To most gardeners, dandelions are pesky weeds that bully their way into well-maintained lawns or flower beds. However, dandelion plant history tells us that until fairly recently, the familiar meadow flowers were welcomed and highly valued for their nutritional and medicinal value. Read on to learn more about dandelion history and culture.

History of Dandelions

Plant historians know that dandelions have been an important component of traditional Chinese medicine for at least a thousand years. The plants, believed to be native to the Mediterranean, were well known by ancient Greeks, Romans and Egyptians. Medicinally, dandelion roots and leaves were used as a tonic to remove toxins from the bloodstream, acting as a gentle diuretic to improve the function of the digestive system.

Ancient physicians didn’t know much about nutrition and vitamin deficiencies, but they realized that dandelions helped with a host of problems, including kidney, stomach and liver disorders, skin irritations, heartburn, gall bladder problems, diabetes, arthritis, anemia, constipation, toothaches, fevers, survey, and even warts and dandruff.
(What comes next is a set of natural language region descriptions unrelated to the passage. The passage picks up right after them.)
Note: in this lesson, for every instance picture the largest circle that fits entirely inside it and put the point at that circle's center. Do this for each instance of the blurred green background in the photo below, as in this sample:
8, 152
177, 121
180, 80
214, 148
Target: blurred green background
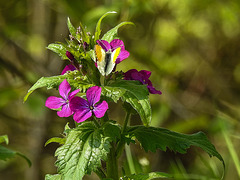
192, 48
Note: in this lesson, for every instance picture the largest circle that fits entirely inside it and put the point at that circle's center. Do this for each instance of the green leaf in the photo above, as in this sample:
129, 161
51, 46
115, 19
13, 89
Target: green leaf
6, 153
98, 27
84, 34
134, 93
60, 49
149, 176
56, 140
71, 28
82, 152
152, 138
4, 138
73, 77
53, 177
112, 34
112, 131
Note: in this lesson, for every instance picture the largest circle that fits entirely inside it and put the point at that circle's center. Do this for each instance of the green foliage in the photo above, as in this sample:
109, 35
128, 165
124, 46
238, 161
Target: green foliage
59, 48
53, 177
112, 33
152, 138
6, 153
133, 93
71, 28
149, 176
74, 79
56, 140
4, 138
98, 30
112, 131
84, 149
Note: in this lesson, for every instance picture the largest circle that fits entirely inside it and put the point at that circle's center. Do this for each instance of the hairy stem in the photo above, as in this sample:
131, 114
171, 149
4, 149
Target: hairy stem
96, 123
112, 164
121, 143
100, 173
The benefits aren’t surprising, and modern herbalists now understand that growing dandelions are rich in Vitamins C, E and A, as well as calcium, potassium, zinc and iron.

The plants were also appreciated for their beauty. Dandelions were used to make dye – pale yellow from the sunny yellow blossoms and a purplish tint from the inner ribs of the leaves. Even today, many gardeners use the plants to make nutritious tea and flavorful wine.
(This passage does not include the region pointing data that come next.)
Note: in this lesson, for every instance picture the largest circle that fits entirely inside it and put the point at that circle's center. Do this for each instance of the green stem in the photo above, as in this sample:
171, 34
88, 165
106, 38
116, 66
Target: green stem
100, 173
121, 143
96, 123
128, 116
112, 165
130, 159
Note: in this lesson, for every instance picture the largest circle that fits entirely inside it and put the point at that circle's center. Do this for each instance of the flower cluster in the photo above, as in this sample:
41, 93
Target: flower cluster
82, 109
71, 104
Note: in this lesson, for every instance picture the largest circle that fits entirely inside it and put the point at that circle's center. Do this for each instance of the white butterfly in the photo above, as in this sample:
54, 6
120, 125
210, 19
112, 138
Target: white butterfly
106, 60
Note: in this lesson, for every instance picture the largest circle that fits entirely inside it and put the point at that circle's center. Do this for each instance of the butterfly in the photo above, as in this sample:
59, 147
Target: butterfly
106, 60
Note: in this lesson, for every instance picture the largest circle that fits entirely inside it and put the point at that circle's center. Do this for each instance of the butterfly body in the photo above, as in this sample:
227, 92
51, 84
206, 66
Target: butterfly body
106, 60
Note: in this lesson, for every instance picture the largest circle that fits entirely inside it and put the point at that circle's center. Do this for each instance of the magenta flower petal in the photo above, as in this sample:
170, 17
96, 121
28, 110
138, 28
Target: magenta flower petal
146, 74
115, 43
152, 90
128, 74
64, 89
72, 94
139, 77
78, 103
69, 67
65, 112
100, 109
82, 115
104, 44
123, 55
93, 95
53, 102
Botanists say that some species of dandelion are native to North America. However, historians believe that early European settlers introduced the two most familiar species: red-seeded dandelion (Taraxacum erythrospermum) and the common dandelion (Taraxacum officinale) to the New World for their nutritional and medicinal benefits. Both types have naturalized and growing dandelions are now found across the country, especially in disturbed soil such as croplands, construction sites, along roadsides and, of course – lawns.